# Brickwork job, bad workmanship?



## stevekem (Aug 15, 2012)

Hello,

Hired a local well known mason to rebuild front left pier/corner of garage as well as other brick related work (repointing, brick in mandoor, etc). Job was done with lime mortar. I have had problems with mason from the beginning and have questioned his skill level (workers told me they are not masons, but are electricians doing masonry work). Job was supposed to be done in 1 week and it's been 3+ months now, he only comes about once/twice a week for a few hours.

He has already been paid 60% of contract amount (my mistake), so I cannot just fire him as I would like. I have a feeling we'll end up in court.
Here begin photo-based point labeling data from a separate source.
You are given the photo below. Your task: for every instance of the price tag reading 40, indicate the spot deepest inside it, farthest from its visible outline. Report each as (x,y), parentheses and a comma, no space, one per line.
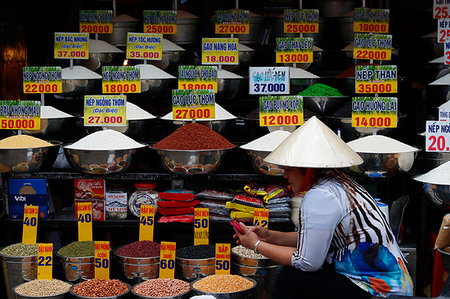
(45,261)
(71,45)
(167,260)
(30,219)
(146,222)
(121,79)
(223,253)
(280,111)
(201,226)
(101,260)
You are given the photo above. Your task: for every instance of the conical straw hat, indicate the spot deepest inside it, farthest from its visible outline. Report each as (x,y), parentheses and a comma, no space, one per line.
(314,145)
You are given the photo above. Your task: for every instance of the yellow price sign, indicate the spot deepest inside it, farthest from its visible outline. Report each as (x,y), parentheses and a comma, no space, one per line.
(167,260)
(201,226)
(223,253)
(45,261)
(146,222)
(101,260)
(84,220)
(30,220)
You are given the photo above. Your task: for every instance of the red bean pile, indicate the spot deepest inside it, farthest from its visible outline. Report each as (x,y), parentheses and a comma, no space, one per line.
(140,249)
(100,288)
(162,287)
(194,136)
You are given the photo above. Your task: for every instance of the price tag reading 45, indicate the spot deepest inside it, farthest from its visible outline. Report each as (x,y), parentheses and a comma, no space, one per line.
(167,260)
(101,260)
(146,222)
(223,252)
(45,261)
(30,217)
(280,111)
(201,226)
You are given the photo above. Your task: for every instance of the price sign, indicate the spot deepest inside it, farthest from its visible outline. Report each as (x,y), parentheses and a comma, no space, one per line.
(160,21)
(146,222)
(223,258)
(269,80)
(121,79)
(42,79)
(105,110)
(220,51)
(96,21)
(374,112)
(101,260)
(201,226)
(197,77)
(45,261)
(301,21)
(83,215)
(20,115)
(193,104)
(235,21)
(144,46)
(294,50)
(372,46)
(261,217)
(441,9)
(371,20)
(437,136)
(71,45)
(29,232)
(376,79)
(280,111)
(167,260)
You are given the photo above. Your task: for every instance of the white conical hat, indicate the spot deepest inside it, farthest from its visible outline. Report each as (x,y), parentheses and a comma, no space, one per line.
(314,145)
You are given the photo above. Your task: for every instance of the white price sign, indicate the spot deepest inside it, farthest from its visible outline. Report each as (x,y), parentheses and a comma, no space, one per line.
(269,80)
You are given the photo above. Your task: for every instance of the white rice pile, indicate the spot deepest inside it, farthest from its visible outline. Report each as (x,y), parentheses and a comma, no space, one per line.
(105,140)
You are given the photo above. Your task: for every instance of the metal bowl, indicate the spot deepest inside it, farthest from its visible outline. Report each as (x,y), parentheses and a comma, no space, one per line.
(23,160)
(191,162)
(99,161)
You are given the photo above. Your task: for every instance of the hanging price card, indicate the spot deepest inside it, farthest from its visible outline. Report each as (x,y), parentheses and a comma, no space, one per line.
(220,51)
(44,79)
(294,50)
(144,46)
(201,226)
(301,21)
(193,104)
(376,79)
(167,260)
(20,115)
(280,111)
(121,79)
(105,110)
(374,112)
(29,232)
(269,80)
(235,21)
(101,260)
(371,20)
(96,21)
(372,46)
(83,214)
(197,77)
(223,258)
(437,136)
(71,45)
(261,217)
(160,21)
(45,261)
(146,222)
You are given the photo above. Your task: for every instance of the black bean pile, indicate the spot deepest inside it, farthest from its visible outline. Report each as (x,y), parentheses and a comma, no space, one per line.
(197,252)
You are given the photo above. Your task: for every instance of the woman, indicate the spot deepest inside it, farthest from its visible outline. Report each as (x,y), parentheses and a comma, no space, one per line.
(344,247)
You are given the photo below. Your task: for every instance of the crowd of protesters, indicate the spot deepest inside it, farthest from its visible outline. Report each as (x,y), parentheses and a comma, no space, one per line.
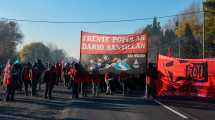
(16,76)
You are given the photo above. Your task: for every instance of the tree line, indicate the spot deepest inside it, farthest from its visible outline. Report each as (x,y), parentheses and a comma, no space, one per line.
(182,36)
(11,36)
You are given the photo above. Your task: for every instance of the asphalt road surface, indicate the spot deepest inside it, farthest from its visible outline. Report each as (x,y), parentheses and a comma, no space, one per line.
(115,107)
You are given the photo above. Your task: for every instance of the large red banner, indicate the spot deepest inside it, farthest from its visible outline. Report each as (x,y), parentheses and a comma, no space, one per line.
(185,77)
(92,43)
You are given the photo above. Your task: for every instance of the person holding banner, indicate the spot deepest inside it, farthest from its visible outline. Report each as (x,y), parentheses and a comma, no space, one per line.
(95,82)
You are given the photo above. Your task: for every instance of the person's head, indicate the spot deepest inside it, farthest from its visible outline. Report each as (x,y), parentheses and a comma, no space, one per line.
(150,65)
(52,68)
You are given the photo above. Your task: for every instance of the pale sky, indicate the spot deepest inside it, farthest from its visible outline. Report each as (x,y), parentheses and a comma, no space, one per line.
(67,36)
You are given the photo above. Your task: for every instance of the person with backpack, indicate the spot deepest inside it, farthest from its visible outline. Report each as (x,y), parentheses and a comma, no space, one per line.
(107,81)
(27,77)
(35,79)
(7,82)
(50,79)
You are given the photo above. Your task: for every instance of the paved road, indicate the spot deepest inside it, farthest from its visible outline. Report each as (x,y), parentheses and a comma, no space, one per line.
(114,107)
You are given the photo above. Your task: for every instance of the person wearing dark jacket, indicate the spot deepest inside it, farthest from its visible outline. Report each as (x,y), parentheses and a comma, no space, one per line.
(50,81)
(7,82)
(35,79)
(27,77)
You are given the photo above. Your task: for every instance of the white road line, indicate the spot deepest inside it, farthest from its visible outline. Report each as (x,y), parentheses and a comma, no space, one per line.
(172,110)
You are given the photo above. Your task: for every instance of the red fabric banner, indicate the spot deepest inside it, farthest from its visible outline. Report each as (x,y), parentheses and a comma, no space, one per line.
(185,77)
(92,43)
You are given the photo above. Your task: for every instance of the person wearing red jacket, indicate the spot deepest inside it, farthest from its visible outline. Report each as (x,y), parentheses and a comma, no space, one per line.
(35,79)
(95,83)
(50,81)
(84,83)
(27,77)
(58,67)
(75,78)
(107,81)
(7,81)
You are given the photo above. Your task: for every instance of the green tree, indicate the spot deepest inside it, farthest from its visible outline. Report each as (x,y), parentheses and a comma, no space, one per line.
(10,37)
(34,51)
(190,46)
(155,34)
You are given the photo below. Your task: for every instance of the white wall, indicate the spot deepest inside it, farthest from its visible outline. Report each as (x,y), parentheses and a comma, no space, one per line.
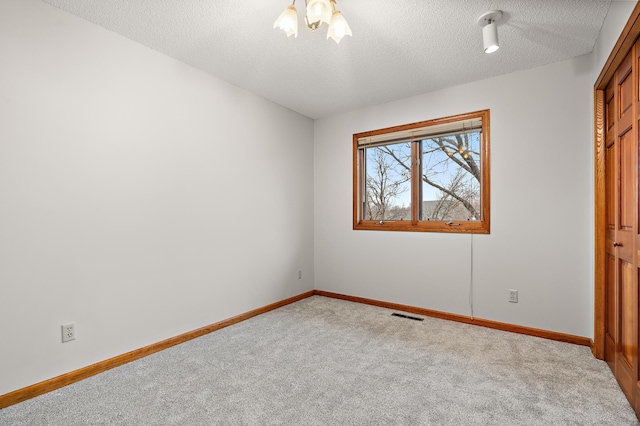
(139,197)
(541,221)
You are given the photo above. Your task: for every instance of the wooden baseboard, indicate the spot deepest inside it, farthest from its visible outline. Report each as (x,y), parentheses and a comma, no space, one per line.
(545,334)
(37,389)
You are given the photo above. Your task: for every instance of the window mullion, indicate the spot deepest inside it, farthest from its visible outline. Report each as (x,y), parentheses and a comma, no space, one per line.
(415,181)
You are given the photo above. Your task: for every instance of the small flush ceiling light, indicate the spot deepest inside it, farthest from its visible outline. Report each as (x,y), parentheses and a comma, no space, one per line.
(317,12)
(490,30)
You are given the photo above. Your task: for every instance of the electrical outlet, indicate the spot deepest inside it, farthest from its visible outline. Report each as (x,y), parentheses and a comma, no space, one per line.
(68,332)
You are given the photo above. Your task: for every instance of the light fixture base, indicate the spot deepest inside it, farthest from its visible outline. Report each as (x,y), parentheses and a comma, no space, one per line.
(490,16)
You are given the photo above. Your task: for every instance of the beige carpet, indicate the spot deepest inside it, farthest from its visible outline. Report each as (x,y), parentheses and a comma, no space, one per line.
(322,361)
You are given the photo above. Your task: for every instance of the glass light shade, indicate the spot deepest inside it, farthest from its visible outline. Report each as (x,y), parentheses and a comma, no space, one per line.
(490,37)
(338,28)
(288,21)
(319,10)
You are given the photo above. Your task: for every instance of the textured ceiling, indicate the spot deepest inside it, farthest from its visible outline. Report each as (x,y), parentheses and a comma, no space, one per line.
(399,48)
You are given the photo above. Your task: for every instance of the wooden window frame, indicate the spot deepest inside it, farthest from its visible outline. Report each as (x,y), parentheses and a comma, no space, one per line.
(481,226)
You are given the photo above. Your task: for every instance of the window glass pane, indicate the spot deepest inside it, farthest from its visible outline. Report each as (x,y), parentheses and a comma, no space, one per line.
(450,177)
(388,182)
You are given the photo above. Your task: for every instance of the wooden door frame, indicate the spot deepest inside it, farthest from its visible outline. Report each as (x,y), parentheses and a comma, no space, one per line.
(624,44)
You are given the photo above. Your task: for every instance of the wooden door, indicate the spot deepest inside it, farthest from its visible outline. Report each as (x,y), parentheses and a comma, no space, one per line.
(621,188)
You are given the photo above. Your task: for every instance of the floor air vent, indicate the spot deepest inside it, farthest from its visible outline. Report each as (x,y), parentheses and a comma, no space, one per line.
(395,314)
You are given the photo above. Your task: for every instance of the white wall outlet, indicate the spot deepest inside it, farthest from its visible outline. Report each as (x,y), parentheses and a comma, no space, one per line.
(68,332)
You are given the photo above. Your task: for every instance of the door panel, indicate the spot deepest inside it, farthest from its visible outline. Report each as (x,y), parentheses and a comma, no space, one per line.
(622,238)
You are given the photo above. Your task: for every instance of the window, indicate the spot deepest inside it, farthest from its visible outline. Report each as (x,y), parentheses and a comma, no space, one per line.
(429,176)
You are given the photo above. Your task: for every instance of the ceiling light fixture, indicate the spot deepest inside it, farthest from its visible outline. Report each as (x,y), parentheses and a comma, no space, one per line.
(317,12)
(490,30)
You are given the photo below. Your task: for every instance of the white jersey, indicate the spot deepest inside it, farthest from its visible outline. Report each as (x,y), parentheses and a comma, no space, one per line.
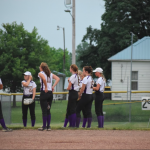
(89,84)
(102,84)
(28,90)
(74,81)
(1,81)
(80,84)
(48,80)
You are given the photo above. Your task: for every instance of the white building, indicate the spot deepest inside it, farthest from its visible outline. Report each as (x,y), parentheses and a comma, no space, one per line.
(120,70)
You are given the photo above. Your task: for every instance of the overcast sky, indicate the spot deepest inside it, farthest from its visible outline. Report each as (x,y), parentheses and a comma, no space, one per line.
(45,15)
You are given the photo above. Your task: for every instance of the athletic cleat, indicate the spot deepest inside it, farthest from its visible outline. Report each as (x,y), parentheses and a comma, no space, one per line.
(49,128)
(42,129)
(6,130)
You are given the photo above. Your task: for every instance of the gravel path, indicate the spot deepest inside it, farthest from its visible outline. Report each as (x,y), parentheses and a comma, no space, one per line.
(75,139)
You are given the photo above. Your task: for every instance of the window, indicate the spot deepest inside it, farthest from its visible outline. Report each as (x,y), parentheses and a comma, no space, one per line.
(134,80)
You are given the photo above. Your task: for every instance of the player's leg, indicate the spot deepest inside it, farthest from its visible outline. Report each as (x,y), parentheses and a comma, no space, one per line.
(98,108)
(50,99)
(84,117)
(43,103)
(88,108)
(24,113)
(67,115)
(79,107)
(101,113)
(72,107)
(32,113)
(2,122)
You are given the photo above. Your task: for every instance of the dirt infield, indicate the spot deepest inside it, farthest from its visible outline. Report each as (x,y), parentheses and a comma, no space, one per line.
(75,139)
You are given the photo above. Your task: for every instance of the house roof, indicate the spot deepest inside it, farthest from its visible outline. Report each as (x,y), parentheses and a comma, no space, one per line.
(141,52)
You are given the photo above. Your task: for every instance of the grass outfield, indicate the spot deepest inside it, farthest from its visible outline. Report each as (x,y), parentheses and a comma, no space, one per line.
(116,117)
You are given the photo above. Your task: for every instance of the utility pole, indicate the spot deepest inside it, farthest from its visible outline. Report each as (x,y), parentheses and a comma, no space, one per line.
(131,76)
(73,33)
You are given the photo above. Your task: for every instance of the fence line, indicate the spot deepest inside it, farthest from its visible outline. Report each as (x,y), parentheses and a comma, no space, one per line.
(38,93)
Below is the completed pier/corner he completely torn down and rebuilt with existing brick (to match). Is this work bad enough to warrant me requesting he to redo it? I think so, but I wanted other professional opinions.


----------



## Tscarborough (Mar 31, 2006)

Unless you did this yourself and are looking for sympathy, what does this have to do with this site?


----------



## stevekem (Aug 15, 2012)

Since there are alot of professionals on here, I'm looking for their help and opinion.




Tscarborough said:


> Unless you did this yourself and are looking for sympathy, what does this have to do with this site?


----------



## Tscarborough (Mar 31, 2006)

The only opinion that matters is yours and what your contract states. If you plan on doing it yourself, you will get some good advice. I think you are looking for Angie's list or something similar.


----------



## Trucon01 (Jan 10, 2012)

Settle down Tscar... I'm sure he was just looking for someone to either confirm his opinion of shoddy work or someone to ease his mind that it wasn't that bad.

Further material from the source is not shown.